The two-level utilitarianism developed by Hare is based on the recognition of the artificial nature of the dichotomy between deontologism and consequentialism. Very general moral rules, such as the no-harm rule, are most of the time useful and sufficient to live happily in a group by making the right choices, but, when they are at fault in a particular case, they should be preferred. calculating the costs and benefits of one action against another. The rule utilitarianism and the consequentialist utilitarianism of the Bentham felicific calculus are therefore complementary and not opposed. The first will, for example, lay down the principle of non-nuisance and the second will allow it to be qualified by prioritizing the nuisances by calculating their respective costs.
However, on closer inspection, it is in fact only one and the same consequentialist principle. Indeed, we only accept moral rules because their happy consequences are, on average and until further information, greater than their unfortunate consequences. But, when they are insufficient to guide a given action, we turn to a more precise examination of the likely consequences of that action. We do not see otherwise what the usefulness of very general moral rules could be.
Also, the opposition between utilitarianism and deontology (δέον, deon (“what fits, what is suitable”) with the suffix –logy) is common although not well founded since Bentham himself uses the notion of deontology as “knowledge of what is right| or proper ; and it is here specially applied to the subject of morals, or that part of the field of action which is not the object of public legislation. As an art, it is the doing what is fit to be done ; as a science, the knowing what is fit to be done on every occasion.”.
Thus, it opposes the idea of ”public opinion” in the sense that opinion is not happiness, the latter remaining linked to pleasure and not to moral law. The law, in positive law, is indeed what founds the discourse of the priest, the moralist, or the politician, that is to say a set of injunctions aimed at determining normal action outside of individual contingencies. But Bentham tells us, “legislation has intruded too far into a territory which does not belong to it.
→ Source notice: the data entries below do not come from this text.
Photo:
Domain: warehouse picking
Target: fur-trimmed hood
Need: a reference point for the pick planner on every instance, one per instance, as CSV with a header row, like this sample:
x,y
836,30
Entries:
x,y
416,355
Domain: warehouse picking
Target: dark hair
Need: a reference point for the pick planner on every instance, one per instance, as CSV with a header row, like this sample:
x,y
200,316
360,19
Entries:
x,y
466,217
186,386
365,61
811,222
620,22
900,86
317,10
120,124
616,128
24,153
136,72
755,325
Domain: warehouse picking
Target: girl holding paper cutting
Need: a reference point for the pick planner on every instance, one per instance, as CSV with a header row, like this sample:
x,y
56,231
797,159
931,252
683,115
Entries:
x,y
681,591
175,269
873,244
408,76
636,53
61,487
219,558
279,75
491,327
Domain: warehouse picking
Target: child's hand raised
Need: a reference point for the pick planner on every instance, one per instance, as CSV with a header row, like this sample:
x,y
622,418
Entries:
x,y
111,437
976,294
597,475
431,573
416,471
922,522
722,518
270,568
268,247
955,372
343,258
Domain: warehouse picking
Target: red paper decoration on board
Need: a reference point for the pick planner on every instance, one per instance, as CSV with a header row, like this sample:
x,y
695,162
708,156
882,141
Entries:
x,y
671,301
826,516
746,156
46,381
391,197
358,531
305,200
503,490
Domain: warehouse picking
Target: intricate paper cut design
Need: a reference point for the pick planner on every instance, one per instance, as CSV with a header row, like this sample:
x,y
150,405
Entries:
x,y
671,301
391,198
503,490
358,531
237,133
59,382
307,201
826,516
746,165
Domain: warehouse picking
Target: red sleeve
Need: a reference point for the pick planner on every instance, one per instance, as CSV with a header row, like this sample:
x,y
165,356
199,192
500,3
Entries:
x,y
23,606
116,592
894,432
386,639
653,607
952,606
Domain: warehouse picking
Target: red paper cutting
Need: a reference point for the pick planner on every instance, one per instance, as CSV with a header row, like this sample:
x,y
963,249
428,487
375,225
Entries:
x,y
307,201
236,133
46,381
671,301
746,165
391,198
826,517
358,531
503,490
It has frequently interfered with actions, when its interference has only produced a balance of evil ; and, what is worse, it has interfered with opinions, particularly on religious topics, where its interferences have been in the highest degree pernicious”. And indeed, any sanction taken as such is an action which first of all causes pain, suffering, pain, and which is opposed to utilitarianism basing action on happiness.
”The principle, then, on which Deontology is grounded, is the principle of Utility ; in other words, that every action is right or wrong worthy or unworthy deserving approbation or disapprobation, in proportion to its tendency to contribute to, or to diminish the amount of public happines^ And that the public sanction will, in as far as the subject is understood, be given to that line of conduct, which most promotes the public happiness, is a corollary requiring no arguments for its establishment.” (Jeremy Bentham)
It is interesting to note that Bentham opposes deontology and public morality and introduces the expression “private morality”, considered as “the science by which happiness is created out of motives extra-legislatorial while Jurisprudence is the science by which law is applied to the production of felicity.”
Here, even though utilitarianism is strictly opposed to Kantian thought, one can question whether from an ethical point of view, they do not meet. When Kant questions the “private” or “public” use of reason in What is the Enlightenment?, what founds the public expression of all thought is its freedom and its universality. But in Bentham, if these two notions do not come under Kantian definitions but rather from the pleasure and pain felt by all men, the expression of an authority necessary for the conduct of all morality is common to both authors in the sense where it must start from an individual origin rather than a common opinion, but nevertheless appear universal and impose itself on everyone. In both cases, the state of guardianship exercised by the State is problematic since it exercises individual repression.
Utilitarianism and economics
We find among the theorists of the economy some disciples of utilitarianism, in particular John Austin (who is not an economist), James Mill, Herbert Spencer (who is not an economist either) and John Stuart Mill who have left a lasting mark on the history of economic thought.
But, contrary to a widespread idea, utilitarianism has little to do with economic theory and is in no way the basis of the microeconomic theory of the consumer. This is a selfish descriptive theory, and not a utilitarian normative theory. She claims that an individual always tries to obtain the maximum satisfaction from his consumption. It will therefore optimize, given its budget constraint, the personal utility that it derives from its consumption, and not the general utility. The prisoner’s dilemma, formalized in 1950, further illustrates the fact that utilitarianism and egoism can be incompatible.
In prescriptive economics, as Walras underlines, the economist does not intend to pass a moral judgment on such or such act of consumption, that is to say, refuses from the outset any ethical position in the field.
On the other hand, some authors of the economics of well-being and the theory of collective choice are inspired by utilitarianism (among others, Alfred Marshall, Arthur Cecil Pigou and John Harsanyi).